A l’image de la pochette, il n’est pas forcément nécessaire d’être totalement sobre pour plonger dans le propos de ce Fractured fate, album quelque peu allumé signé Chakora. Le quatuor allemand nous propose en effet un album totalement psyché, aux sonorités volontairement 70’s. On plonge dans un univers sonore qui évoque autant Hendrix que Hawnkwind ou encore un jeune Motörhead. Le chant, embrumé et rugueux se fait par instant plus « moderne » dans le sens hurlé et enragé du terme. Débuter avec une doublette composée de Jesus et de Muddy Waters n’a sans doute rien d’accidentel mais en tout cas, les jalons sont posés: du rock vintage, déjanté aux guitares aussi rugueuses que mélodieuses. Tout au long des 10 titres de cet album, Chakora nous entraine dans des univers datés -on a parfois l’impression que les musiciens se livrent à des joutes improvisées – tout en y incluant avec bonheur des touches exploratoires et contemporaines. La rage est telle qu’on peut aisément comprendre ce qui motive cette destinée fracturée… Une expérience hors du temps.

INNER AXIS: Midnight forces

Allemagne, Heavy metal (Fastball music, 2024)

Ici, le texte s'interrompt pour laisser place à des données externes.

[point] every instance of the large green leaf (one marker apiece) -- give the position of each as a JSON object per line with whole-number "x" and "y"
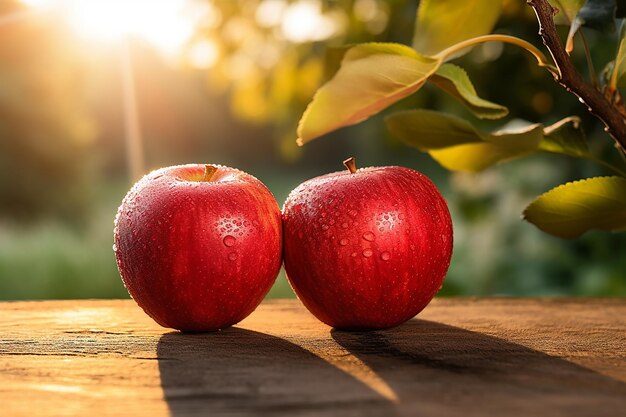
{"x": 454, "y": 80}
{"x": 459, "y": 146}
{"x": 565, "y": 137}
{"x": 567, "y": 10}
{"x": 498, "y": 147}
{"x": 456, "y": 144}
{"x": 443, "y": 23}
{"x": 596, "y": 14}
{"x": 427, "y": 130}
{"x": 571, "y": 209}
{"x": 619, "y": 68}
{"x": 372, "y": 77}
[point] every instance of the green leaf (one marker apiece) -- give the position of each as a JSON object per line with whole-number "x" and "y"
{"x": 454, "y": 80}
{"x": 598, "y": 14}
{"x": 443, "y": 23}
{"x": 568, "y": 9}
{"x": 456, "y": 144}
{"x": 565, "y": 137}
{"x": 619, "y": 65}
{"x": 595, "y": 14}
{"x": 499, "y": 147}
{"x": 372, "y": 77}
{"x": 427, "y": 130}
{"x": 571, "y": 209}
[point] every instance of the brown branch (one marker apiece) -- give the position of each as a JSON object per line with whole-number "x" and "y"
{"x": 571, "y": 79}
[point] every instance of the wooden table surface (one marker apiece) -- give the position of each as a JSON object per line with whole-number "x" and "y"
{"x": 506, "y": 357}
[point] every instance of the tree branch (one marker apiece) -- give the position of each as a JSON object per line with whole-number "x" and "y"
{"x": 572, "y": 81}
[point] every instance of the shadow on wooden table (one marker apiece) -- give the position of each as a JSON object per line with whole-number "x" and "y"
{"x": 443, "y": 370}
{"x": 431, "y": 368}
{"x": 242, "y": 372}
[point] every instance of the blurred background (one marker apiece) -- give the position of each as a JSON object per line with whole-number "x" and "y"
{"x": 95, "y": 93}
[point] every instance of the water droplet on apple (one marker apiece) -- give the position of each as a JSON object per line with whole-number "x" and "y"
{"x": 369, "y": 236}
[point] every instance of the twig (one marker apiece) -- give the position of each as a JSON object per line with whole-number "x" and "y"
{"x": 570, "y": 78}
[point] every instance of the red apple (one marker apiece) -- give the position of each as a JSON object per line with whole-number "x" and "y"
{"x": 366, "y": 249}
{"x": 198, "y": 247}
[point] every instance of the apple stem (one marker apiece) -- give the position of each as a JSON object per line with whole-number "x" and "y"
{"x": 209, "y": 171}
{"x": 350, "y": 163}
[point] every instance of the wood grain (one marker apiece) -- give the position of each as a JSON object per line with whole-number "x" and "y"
{"x": 460, "y": 357}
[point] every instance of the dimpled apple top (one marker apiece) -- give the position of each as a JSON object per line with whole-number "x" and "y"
{"x": 367, "y": 249}
{"x": 198, "y": 251}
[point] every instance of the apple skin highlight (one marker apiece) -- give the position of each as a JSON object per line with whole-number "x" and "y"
{"x": 198, "y": 247}
{"x": 367, "y": 249}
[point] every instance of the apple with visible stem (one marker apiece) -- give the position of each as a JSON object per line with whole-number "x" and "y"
{"x": 367, "y": 248}
{"x": 198, "y": 246}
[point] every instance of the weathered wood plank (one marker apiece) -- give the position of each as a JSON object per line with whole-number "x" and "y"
{"x": 462, "y": 356}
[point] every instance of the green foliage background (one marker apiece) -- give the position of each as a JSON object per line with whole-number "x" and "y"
{"x": 63, "y": 167}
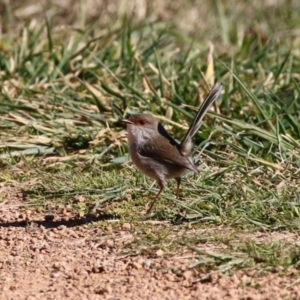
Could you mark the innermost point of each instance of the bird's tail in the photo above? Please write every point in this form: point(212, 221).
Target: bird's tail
point(214, 93)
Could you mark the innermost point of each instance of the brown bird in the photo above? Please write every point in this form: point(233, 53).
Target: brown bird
point(156, 153)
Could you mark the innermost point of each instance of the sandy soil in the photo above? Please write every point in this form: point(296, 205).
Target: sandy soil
point(65, 257)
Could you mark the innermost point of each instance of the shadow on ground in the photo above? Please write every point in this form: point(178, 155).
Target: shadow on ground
point(49, 221)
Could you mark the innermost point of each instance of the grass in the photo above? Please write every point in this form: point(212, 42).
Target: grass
point(64, 93)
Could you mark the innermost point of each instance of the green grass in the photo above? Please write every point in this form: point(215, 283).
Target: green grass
point(64, 93)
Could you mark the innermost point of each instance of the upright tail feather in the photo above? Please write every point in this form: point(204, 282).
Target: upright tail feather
point(214, 93)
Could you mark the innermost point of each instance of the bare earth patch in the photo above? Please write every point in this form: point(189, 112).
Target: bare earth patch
point(67, 258)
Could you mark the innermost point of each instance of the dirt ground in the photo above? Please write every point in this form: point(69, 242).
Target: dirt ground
point(65, 257)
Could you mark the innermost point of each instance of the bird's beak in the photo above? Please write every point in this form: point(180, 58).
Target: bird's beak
point(127, 121)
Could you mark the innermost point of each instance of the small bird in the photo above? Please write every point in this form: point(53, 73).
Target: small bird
point(156, 153)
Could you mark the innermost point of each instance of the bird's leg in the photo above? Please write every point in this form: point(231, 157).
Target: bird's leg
point(178, 180)
point(161, 185)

Quelle surprise lorsque le facteur sonne chez moi pour me remettre, contre signature, ce pli carré et plat! Ca fait des années que je n’ai pas reçu un album vinyle… Inner Axis fut formé dans la ville de Kiel, en Allemagne, en 2008. Le groupe enregistre deux albums : Into the storm en 2011 et We live by the steel en 2017 et revient aujourd’hui avec un troisième album, Midnight forces. Tout au long des dix titres, le groupe évolue dans un registre heavy metal tendance power/epic metal. Si l’illustration de couverture évoque la SF de Blade Runner, le contenu musical est clairement inspiré de ce heavy metal épique allemand des années 90. Si je pense à Blind Guardian, la musique m’évoque également Iron Maiden ou, dans certains refrains fédérateurs, Night Ranger. Helloween également, dans une moindre mesure, me vient à l’esprit. Tout au long des 10 titres, les guitares fusent dans des riffs et des solis exemplaires, soutenus par une rythmique efficace. Seul le chant m’irite quelque peu, manquent de puissance et de détermination. Le reste, cependant, montre un groupe au top de son efficacité. Ok, on sourit parfois aux aspect totalement cliché du genre (le ton sur lequel est scandé « Cobra never dies » sur Strike of the cobra mais avec des « Cobra cobra cobra strike » hyper fédérateurs) et on se rend bientôt compte des thèmes qui ont inspiré Inner Axis: les grands classiques du cinéma d’aventure, de SF, d’épouvante et historique (Evil dead, Spartan war cry, Master and commander…) On remarque surtout ces solis d’une rare efficacité sur I am the storm, Midnight hunter heavy et enjoué, Burn with me… Inner Axis revient donc avec un album puissant et efficace et très bien produit. On peut espérer que le groupe trouve son public, mais faudra-t-il attendre encore 6 ans avant une suite?